P. lehnt sich an das kühle Rückenteil und verschränkt die Hände hinter seinem Kopf. Ein Blick auf die Monitore. Nichts. Kein Blick auf die Uhr. Noch war es nicht soweit. Auch wenn er gerne gewusst hätte, wie lange er bereits hier sitzt. Je länger er den Zeitpunkt nach hinten schiebt, desto größer die Überraschung. Er freute sich auf diesen Moment. Einen Schluck Kaffee trinken. Einen Biss vom Müsliriegel. Die Zeitung ausgepackt. Zwar war P. die tägliche Berichterstattung über Katastrophen oder die Aufarbeitung der gestrigen bzw. vorgestrigen zuwider. Doch war es ihm nicht vergönnt, seine Gedanken auf ein Buch zu konzentrieren.

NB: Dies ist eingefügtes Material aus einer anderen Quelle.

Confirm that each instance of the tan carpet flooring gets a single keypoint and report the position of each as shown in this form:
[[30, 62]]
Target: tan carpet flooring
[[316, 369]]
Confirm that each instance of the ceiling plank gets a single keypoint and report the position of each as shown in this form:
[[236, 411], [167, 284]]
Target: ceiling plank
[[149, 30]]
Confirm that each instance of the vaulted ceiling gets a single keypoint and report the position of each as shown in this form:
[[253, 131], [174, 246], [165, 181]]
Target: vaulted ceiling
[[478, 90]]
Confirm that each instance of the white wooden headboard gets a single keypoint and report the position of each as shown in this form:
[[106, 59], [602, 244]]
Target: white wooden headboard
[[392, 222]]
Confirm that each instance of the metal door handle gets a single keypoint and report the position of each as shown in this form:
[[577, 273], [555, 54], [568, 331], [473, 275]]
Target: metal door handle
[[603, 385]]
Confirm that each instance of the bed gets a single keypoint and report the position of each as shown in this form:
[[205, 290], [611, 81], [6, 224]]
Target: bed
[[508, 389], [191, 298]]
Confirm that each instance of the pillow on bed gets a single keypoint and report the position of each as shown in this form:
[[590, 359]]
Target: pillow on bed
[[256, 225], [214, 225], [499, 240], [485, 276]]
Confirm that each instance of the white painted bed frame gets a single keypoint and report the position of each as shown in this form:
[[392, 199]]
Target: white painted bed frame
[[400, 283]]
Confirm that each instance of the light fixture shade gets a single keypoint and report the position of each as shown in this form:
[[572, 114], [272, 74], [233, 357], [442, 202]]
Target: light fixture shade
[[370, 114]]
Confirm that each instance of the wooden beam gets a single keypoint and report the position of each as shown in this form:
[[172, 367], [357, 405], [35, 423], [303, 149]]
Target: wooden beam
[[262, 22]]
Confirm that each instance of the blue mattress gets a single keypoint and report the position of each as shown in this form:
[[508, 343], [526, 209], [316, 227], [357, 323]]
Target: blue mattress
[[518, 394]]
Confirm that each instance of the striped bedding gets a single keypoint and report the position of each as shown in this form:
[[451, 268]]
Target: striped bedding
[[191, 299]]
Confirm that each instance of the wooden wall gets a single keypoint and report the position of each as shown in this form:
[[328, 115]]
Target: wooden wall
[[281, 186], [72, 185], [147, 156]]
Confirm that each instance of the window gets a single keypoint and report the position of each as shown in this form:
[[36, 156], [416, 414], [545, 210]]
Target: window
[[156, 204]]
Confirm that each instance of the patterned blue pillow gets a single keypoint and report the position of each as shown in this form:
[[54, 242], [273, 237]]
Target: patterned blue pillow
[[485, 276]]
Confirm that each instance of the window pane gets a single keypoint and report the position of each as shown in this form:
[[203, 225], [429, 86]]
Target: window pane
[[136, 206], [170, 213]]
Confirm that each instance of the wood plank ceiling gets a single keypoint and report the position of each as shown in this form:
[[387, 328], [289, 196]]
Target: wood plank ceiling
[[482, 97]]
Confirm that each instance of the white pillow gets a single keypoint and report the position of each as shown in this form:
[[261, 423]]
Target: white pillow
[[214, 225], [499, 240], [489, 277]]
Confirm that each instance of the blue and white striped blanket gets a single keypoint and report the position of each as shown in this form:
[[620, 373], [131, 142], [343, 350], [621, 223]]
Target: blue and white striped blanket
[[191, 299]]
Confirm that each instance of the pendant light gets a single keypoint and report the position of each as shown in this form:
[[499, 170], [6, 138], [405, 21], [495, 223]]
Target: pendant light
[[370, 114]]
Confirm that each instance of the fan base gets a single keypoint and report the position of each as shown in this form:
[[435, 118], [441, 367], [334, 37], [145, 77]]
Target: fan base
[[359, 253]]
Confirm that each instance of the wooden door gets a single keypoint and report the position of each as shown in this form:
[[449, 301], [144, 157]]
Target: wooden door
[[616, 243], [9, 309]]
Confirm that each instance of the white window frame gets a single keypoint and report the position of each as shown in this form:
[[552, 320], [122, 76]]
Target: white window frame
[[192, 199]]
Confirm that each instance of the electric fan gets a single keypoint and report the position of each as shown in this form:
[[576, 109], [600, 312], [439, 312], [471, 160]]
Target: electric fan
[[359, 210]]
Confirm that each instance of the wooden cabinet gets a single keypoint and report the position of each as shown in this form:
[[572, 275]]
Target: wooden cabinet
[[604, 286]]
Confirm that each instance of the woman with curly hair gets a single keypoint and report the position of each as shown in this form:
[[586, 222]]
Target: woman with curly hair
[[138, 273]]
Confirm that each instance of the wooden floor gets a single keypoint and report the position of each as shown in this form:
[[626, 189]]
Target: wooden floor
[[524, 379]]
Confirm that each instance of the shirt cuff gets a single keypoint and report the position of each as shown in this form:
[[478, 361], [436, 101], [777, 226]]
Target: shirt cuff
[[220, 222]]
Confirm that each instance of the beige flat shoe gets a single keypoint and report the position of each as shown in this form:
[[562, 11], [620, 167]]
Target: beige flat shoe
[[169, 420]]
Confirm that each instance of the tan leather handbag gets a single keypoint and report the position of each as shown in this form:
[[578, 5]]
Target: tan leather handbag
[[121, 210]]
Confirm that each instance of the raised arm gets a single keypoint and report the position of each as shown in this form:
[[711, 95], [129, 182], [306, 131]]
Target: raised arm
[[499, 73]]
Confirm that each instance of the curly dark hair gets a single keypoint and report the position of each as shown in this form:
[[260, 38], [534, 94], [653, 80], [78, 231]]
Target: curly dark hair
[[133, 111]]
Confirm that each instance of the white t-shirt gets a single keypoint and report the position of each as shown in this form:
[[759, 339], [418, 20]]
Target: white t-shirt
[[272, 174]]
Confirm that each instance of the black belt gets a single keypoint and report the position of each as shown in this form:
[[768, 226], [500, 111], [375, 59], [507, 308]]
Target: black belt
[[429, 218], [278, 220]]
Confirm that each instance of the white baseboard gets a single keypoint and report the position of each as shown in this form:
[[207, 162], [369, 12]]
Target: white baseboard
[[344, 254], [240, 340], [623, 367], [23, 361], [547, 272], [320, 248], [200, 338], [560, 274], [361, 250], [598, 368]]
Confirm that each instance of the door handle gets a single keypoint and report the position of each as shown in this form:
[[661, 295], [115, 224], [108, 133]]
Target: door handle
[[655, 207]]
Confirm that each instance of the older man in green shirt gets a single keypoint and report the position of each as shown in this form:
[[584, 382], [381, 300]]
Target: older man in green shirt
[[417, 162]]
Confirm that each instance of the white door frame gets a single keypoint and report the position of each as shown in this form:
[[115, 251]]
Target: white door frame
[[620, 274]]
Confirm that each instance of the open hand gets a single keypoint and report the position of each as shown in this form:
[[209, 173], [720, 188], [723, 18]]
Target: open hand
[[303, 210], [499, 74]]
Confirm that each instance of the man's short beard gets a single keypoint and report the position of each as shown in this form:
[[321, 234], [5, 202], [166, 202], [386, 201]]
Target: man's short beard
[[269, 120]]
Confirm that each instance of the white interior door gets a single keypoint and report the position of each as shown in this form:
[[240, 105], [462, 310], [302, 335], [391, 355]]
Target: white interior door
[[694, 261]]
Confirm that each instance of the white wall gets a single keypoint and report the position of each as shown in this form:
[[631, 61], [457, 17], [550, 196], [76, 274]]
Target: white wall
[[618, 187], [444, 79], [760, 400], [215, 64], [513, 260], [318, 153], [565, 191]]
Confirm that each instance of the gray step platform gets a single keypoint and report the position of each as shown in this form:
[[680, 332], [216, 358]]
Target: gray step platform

Und seichte Romane verabscheute er noch mehr als die tägliche Zeitungslektüre. Früher, da hat er für sein Leben gerne Kriminalromane gelesen. Allerdings war das schon lange vorbei. Eine glücklichere Zeit. Er vermisste diese Abwechslung aus ehemaligen Dienstabenden.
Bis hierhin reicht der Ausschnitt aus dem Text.